One of the leading local contractors, T&M Heather, welcomed the move “as long as it applies to everyone”.
Company operations manager Joseph Heather said they were not the only contractor in the country involved in heavy machinery works.
Heather said government departments operating heavy machines should also be fined if they were found to be damaging roads.
Infrastructure secretary Diane Charlie-Puna said there is a permitting process at the ministry for road cutting. She said this has been in place for years and utilities such as Te Aponga Uira and Bluesky must apply for road excavation permission.
However, she said there were still some that failed to apply for this permission.
Heather said they have been regularly updating their gear to ensure they comply with the standard required to operate in the country.
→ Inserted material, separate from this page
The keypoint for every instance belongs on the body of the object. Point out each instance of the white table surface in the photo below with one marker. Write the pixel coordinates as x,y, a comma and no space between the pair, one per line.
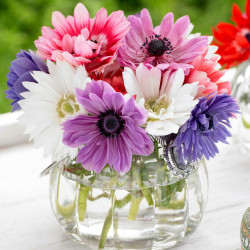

“For us it’s all about compliance because we are the ones carrying heavy stuff, transporting gear around the place, and we have to make sure we adhere to the rules that are in place,” he said.
“In saying that, I don’t think it will be fair for others to point fingers at us as we are not the only ones who are involved in heavy machinery work. There are others too, and we hope this new law also applies to them.”
Under the Act, the Infrastructure ministry is also responsible for notifying landowners or business owners to remove their signs outside of the road corridor and to cut back on trees on properties that are safety hazards to road users.
“Hedges overgrown onto the road … Infrastructure Cook Islands now have the mandate to consult the landowners to cut back their hedges and other obstructions,” Charlie-Puna added.